Un día llega a casa con un chico y me dice: «Mamá, te importa si Aldo —así se
llamaba el chico— se queda unos días con nosotros…» Yo qué iba a decir, si nuestra
casa ha sido siempre como un puerto de mar. Pero después le hago unas preguntas…,
él me contesta con vaguedades…, el chico, Aldo, se ha marchado de casa de sus
padres porque teme que le vayan a buscar allí con una orden de captura. Han detenido
a unos compañeros suyos, con los que había trabajado políticamente hace años.
«¡Te aseguro, mamá, que él no tiene nada que ver!»
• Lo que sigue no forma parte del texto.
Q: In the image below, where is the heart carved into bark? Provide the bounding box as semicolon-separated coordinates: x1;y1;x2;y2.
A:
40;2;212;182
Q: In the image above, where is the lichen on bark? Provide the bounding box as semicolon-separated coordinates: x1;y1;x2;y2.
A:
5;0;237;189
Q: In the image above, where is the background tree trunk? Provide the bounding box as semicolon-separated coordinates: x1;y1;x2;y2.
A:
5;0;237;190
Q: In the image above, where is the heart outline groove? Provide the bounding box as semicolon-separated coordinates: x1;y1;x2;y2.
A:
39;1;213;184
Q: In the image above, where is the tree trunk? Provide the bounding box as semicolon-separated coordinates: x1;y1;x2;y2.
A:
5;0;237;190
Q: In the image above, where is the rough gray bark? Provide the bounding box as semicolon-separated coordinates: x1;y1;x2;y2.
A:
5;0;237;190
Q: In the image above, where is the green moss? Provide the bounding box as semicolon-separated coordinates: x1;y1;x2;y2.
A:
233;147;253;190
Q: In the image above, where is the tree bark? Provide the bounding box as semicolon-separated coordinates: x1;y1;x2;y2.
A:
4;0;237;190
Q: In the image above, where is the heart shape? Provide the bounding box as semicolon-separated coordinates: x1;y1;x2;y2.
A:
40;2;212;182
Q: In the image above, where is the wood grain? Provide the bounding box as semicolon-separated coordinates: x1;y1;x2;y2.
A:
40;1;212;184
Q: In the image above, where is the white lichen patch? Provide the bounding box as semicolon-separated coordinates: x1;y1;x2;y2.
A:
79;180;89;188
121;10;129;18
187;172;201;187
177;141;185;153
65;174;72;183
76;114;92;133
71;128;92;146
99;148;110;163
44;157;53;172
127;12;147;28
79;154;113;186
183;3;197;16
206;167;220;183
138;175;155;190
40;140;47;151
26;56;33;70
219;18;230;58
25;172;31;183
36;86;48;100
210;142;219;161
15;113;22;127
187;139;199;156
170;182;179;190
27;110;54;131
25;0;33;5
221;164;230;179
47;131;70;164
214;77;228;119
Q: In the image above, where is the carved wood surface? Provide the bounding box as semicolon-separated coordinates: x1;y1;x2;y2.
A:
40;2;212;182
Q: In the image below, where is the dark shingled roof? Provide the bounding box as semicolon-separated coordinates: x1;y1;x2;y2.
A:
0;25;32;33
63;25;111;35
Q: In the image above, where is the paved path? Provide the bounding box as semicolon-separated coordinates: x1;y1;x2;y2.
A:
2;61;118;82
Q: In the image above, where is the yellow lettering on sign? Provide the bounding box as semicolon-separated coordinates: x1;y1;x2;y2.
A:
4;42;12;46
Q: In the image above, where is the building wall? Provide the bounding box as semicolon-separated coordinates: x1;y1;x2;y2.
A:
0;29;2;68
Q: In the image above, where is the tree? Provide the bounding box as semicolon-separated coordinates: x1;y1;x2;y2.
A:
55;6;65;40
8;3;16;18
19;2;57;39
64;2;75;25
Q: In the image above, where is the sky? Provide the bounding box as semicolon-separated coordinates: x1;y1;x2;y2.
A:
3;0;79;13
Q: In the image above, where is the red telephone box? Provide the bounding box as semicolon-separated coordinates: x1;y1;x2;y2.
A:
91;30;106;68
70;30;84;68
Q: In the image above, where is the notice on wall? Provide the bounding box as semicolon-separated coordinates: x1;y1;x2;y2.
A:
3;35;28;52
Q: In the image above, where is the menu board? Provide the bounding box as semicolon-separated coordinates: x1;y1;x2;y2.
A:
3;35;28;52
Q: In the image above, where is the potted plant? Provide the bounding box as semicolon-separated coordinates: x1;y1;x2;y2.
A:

«Pues entonces yo, en su lugar, me iría corriendo a ver al juez con un abogado, y
le contaría de pe a pa cómo están las cosas.»
Él se echa a reír, como si le hubiera contado el chiste más gracioso de los últimos
veinte años.
«Pero ¿en qué mundo vives, mamá? Es como si lo estuviera viendo ya en la
prensa: Joven —veinticuatro años, nombre y apellido— se presenta
espontáneamente; el juez lo besa con ternura en la frente y lo envía de inmediato a la
cárcel de máxima seguridad que esté más lejos.»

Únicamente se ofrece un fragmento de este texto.